Und so sah es auch die Kommunalaufsicht. Günther Liebl ist gescheitert. Die Dienstaufsichtsbeschwerde wurde nicht zugelassen. „Eine Überprüfung der erhobenen Vorwürfe ergab keinen Anlass zu dienst- oder rechtsaufsichtlichen Maßnahmen gegen Bürgermeister Rupert Popp“, heißt es in der schriftlichen Einschätzung des Landratsamtes. Richtig sei, dass Popp seine Aufgaben unparteiisch zu erfüllen habe. Und dagegen habe er auch in diesem konkreten Fall nicht verstoßen. „Das Zugeständnis des Bürgermeisters, den Aufruf des Vöttinger Bürgerforums auf die Homepage der Gemeinde zu stellen, darf angesichts der durch eine Realisierung der Westtangente drohenden Verkehrsbelastung als Mittel gesehen werden, auf drohende Schäden für die gesamte Gemeinde Allershausen hinzuweisen“, schreibt Regierungsrat Thomas Fritz in seiner Begründung, die Beschwerde nicht zuzulassen. Popp habe sich in der Sache nicht persönlich eingebracht. Im Klartext heißt das etwa: Rupert Popp sei nicht aktiv an der Unterschriftensammlung beteiligt gewesen.

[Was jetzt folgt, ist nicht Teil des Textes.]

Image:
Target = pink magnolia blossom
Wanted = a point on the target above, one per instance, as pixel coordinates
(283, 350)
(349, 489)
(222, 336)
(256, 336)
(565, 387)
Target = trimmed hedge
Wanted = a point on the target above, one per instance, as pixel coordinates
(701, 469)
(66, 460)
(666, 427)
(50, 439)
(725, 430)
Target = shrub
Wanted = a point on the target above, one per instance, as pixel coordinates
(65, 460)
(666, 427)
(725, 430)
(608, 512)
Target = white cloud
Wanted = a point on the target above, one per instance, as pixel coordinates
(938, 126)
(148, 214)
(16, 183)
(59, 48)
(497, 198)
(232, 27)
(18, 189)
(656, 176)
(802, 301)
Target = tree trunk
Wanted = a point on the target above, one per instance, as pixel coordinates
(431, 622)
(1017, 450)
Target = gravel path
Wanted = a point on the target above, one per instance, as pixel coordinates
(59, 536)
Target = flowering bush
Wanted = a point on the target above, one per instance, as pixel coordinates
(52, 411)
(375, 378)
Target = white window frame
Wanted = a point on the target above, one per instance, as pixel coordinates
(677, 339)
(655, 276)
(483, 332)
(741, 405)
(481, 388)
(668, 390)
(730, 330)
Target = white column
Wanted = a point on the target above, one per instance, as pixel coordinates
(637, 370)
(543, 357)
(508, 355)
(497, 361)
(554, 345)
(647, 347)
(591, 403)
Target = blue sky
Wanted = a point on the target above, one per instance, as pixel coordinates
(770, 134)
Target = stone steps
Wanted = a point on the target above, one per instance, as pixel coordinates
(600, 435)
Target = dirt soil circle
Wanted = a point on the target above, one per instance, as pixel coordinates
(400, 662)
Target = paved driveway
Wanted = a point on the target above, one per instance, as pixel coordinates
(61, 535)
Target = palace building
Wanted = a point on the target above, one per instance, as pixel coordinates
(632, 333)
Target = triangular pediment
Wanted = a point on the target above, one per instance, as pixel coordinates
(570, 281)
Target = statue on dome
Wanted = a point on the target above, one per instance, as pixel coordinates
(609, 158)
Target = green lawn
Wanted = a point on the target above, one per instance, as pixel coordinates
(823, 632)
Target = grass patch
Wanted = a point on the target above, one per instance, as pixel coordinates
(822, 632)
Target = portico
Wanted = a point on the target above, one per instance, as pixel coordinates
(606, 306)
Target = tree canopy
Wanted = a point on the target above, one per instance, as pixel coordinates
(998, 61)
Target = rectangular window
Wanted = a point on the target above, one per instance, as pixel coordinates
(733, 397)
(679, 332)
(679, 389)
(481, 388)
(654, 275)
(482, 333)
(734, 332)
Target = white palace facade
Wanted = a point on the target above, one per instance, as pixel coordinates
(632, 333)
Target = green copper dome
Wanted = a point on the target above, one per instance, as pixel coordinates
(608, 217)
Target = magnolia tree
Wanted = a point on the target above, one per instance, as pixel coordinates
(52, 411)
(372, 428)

Und was sagte Popp zu dem Ausgang der Sache? „Jeder Bürger darf und soll sich, wenn er sich ungerecht behandelt fühlt, an eine höhere Stelle wenden und um eine Überprüfung der Sache bitten“, so Popp. Wenn das Ganze aber an den Haaren herbeigezogen sei, müsse man eben mit einem entsprechenden Ergebnis rechnen.

Dieser Artikel erschien im FINK-Magazin vom Oktober 2015.